1.         Transfer 1.5 ml to a micro centrifuge tube and spin 2 min. Decant the supernatant. Drain well onto a Kimwipe.
2.         Resuspend the pellet in 467 µl TE buffer by repeated pipetting. Add 30 µl of 10% SDS and 3 µl of 20 mg/ml
            proteinase K, mix , and incubate 1 hr at 37 C.
3.         Add an equal volume of phenol/chloroform and mix well by inverting the tube until the phases are completely
            mixed.    CAUTION: PHENOL CAUSES SEVERE BURNS, WEAR GLOVES GOGGLES, AND LAB COAT
            AND KEEP TUBES CAPPED TIGHTLY. Carefully transfer the DNA/phenol mixture into a Phase Lock GelTM tube
            (green) and spin 2 min.
4.         Transfer the upper aqueous phase to a new tube and add an equal volume of phenol/chloroform. Again mix well and
            transfer to a new Phase Lock GelTM tube and spin 2 min. Transfer the upper aqueous phase to a new tube.
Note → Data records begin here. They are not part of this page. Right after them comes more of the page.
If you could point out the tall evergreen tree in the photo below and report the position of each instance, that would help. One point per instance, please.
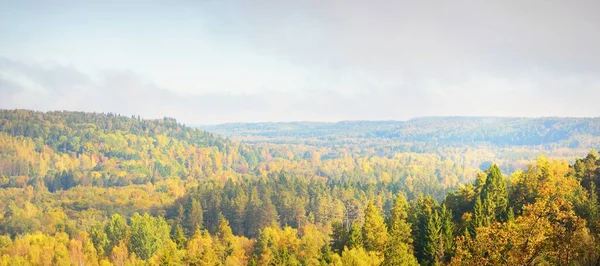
(399, 249)
(374, 231)
(434, 248)
(447, 231)
(494, 195)
(194, 216)
(116, 230)
(355, 237)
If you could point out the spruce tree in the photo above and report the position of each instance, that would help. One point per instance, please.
(447, 231)
(434, 244)
(494, 195)
(399, 249)
(374, 230)
(355, 239)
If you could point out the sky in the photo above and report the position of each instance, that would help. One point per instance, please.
(208, 62)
5.         Add 1/10 volume of sodium acetate.
6.         Add 0.6 volumes of isopropanol and mix gently until the DNA precipitates.
7.         Spool DNA onto a glass rod (or Pasteur pipet with a heat-sealed end).
8.         Wash DNA by dipping end of rod into 1 ml of 70% ethanol for 30 sec.
9.         Resuspend DNA in 100-200 µl TE buffer.
10.       After DNA has dissolved, measure the concentration by diluting 10 µl of DNA into 1 ml of TE (1:100 dilution) and
            measure absorbance at 260 nm. Concentration of original DNA solution in µg/ml = Abs x 100 x 50 µg/ml.